I joists with osb cores? They would swell a lot. And I joists usually are used for longer spans. Maybe the floor is actually sinking due to the weight of saturated mudbed+tile


----------



## GO Remodeling (Apr 5, 2005)

My money is on the weight of the saturated mudbed,tile and cabinets with granite tops causing the I joists to bend, shearing the tile off the mudbed.
I wouldn't remove anything until they approve the removal. You might need your own engineering study.


----------



## GO Remodeling (Apr 5, 2005)

Engineered Wood Products Exposed to Flooding . 4/2012 - Structure Magazine.

Check it out or Google search topic.


----------



## buletbob (Mar 16, 2008)

Splinter said:


> Where is the home? With $90K in kitchen cabinetry, I'll assume it's an expensive home... Why such a long wait to get it repaired?

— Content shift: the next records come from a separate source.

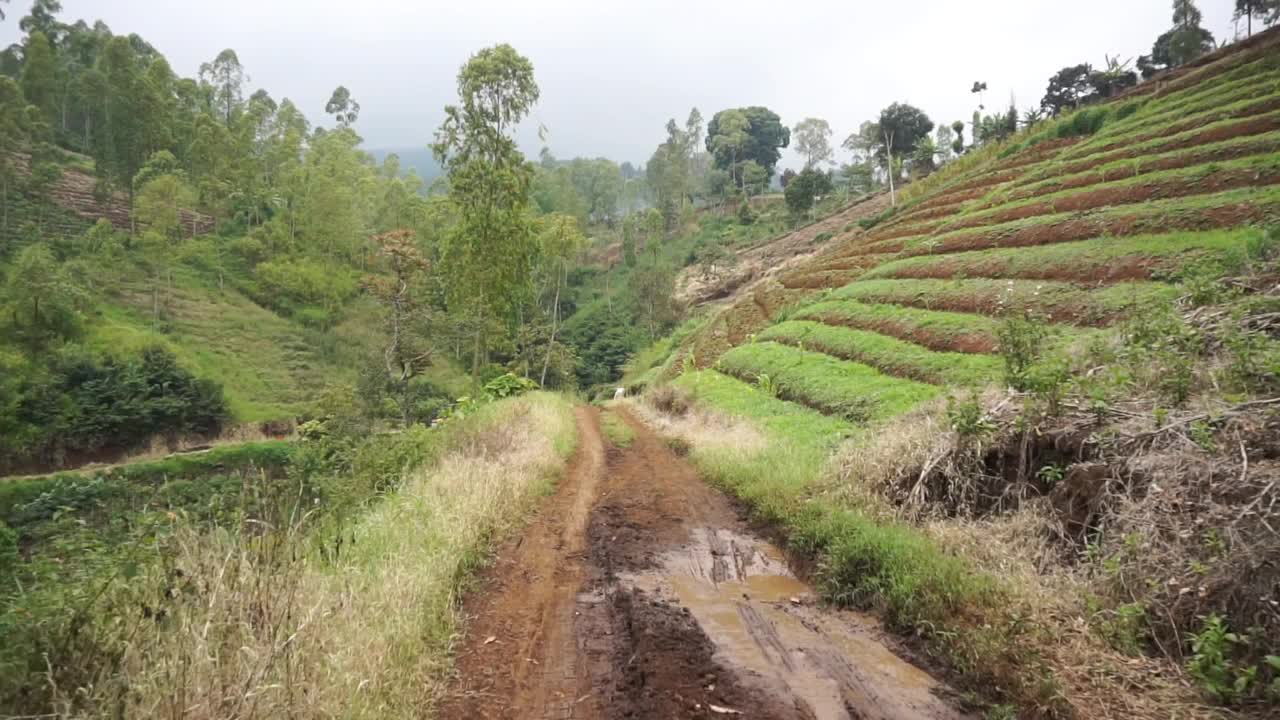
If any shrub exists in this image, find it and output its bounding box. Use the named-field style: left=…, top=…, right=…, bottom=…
left=646, top=386, right=690, bottom=416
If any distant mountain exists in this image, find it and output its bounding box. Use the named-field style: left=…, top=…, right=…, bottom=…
left=369, top=147, right=444, bottom=184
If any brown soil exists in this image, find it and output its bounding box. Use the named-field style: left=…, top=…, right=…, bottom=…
left=1075, top=97, right=1280, bottom=155
left=847, top=197, right=1280, bottom=258
left=676, top=193, right=890, bottom=305
left=938, top=169, right=1280, bottom=232
left=881, top=255, right=1169, bottom=284
left=1003, top=114, right=1280, bottom=194
left=15, top=155, right=214, bottom=237
left=805, top=311, right=996, bottom=353
left=439, top=409, right=964, bottom=720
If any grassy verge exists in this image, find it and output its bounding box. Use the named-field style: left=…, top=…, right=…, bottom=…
left=863, top=228, right=1262, bottom=279
left=718, top=342, right=938, bottom=421
left=831, top=279, right=1181, bottom=325
left=600, top=410, right=636, bottom=450
left=655, top=372, right=1055, bottom=710
left=759, top=320, right=1004, bottom=386
left=0, top=393, right=576, bottom=717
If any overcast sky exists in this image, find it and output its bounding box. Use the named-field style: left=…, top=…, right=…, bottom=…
left=0, top=0, right=1234, bottom=165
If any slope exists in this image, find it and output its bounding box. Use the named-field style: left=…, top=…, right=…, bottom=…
left=653, top=25, right=1280, bottom=717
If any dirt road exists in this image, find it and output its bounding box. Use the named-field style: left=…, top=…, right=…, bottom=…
left=440, top=409, right=966, bottom=720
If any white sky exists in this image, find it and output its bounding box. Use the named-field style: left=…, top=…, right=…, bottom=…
left=0, top=0, right=1234, bottom=165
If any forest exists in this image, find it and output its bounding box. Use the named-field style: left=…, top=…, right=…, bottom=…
left=0, top=0, right=1280, bottom=717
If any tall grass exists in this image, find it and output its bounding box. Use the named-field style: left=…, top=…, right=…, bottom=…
left=56, top=393, right=576, bottom=719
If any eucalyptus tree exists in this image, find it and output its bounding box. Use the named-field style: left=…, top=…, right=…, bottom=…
left=431, top=45, right=539, bottom=386
left=324, top=85, right=360, bottom=128
left=791, top=118, right=835, bottom=168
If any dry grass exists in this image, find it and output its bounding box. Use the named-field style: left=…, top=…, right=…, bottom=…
left=64, top=393, right=575, bottom=719
left=626, top=386, right=767, bottom=455
left=832, top=391, right=1264, bottom=720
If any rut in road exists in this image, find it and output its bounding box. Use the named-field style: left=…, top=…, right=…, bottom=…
left=439, top=407, right=968, bottom=720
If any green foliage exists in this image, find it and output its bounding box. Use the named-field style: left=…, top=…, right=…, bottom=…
left=1187, top=614, right=1258, bottom=705
left=783, top=168, right=833, bottom=215
left=996, top=313, right=1053, bottom=391
left=484, top=373, right=538, bottom=400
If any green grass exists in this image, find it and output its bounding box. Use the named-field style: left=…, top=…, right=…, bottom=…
left=863, top=228, right=1262, bottom=281
left=856, top=186, right=1280, bottom=256
left=718, top=342, right=940, bottom=421
left=791, top=298, right=1000, bottom=338
left=760, top=320, right=1004, bottom=386
left=1060, top=96, right=1271, bottom=160
left=829, top=278, right=1181, bottom=325
left=1013, top=126, right=1280, bottom=192
left=675, top=370, right=1051, bottom=700
left=600, top=410, right=636, bottom=450
left=937, top=154, right=1280, bottom=234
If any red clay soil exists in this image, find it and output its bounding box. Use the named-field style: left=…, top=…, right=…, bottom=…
left=878, top=255, right=1176, bottom=284
left=1111, top=27, right=1280, bottom=102
left=436, top=409, right=964, bottom=720
left=1003, top=113, right=1280, bottom=192
left=834, top=291, right=1119, bottom=327
left=804, top=310, right=996, bottom=351
left=847, top=197, right=1280, bottom=258
left=938, top=168, right=1280, bottom=232
left=1089, top=97, right=1280, bottom=155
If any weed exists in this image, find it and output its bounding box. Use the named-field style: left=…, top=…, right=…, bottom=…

 Location=The House is located in the village of Babylon, 

Expensive Home= high end area on the water. there spending over 1million on a home then knocking them down to build bigger. 

Why SO long to start.= we are going back and forth with the insurance company, and there engineer who they brought up from GA. and is back down there now. there phone calls and Text messages are very slow to respond back.

The kitchen floor is the only item left to repair, until the home owner pointed out most of the inside corners of the drywall on the outside walls have the spackle tape buckleing up at the ceiling line, and some corner beads are starting to show signs of poping at the floor line.
I will post pictures. later this evening..


----------



## buletbob (Mar 16, 2008)

olzo55 said:


> My money is on the weight of the saturated mudbed,tile and cabinets with granite tops causing the I joists to bend, sheering the tile off the mudbed.
> I wouldn't remove anything until they approve the removal. You might need your own engineering study.


That is what I have come to decide. I was in the crawl space with a laser level and shot all girders and outside walls and found 1 pile cap down 1/2" and a few of the I joists are compressed at the ends. plus the center span of the joist has deflected down in some areas as much as 3/4" on a 16' span. 
I tried googling your link on structure magazine and came up empty. will try again later. thanks.


----------



## GO Remodeling (Apr 5, 2005)

I Googled"deflection of flooded I joists".

"Engineered wood products exposed to floodwaters".
WWW.structuremag.org/article.aspxarticleID=1432

And this article on the search list: "Creep of wood I joists exposed to abnormally high moisture conditions."

FemaInfo.us " Flood insurance common problems".


----------



## GO Remodeling (Apr 5, 2005)

There is an article that said joists can deflect when wet and temporary support should be installed until dry or floor would stay in deflected condition. Quickly drying helps the most and they recommended removing floor tiles. You have a very wet mudbed that won't quickly dry out. I'll try to locate the article.


----------



## buletbob (Mar 16, 2008)

found the artical. thanks 
.


----------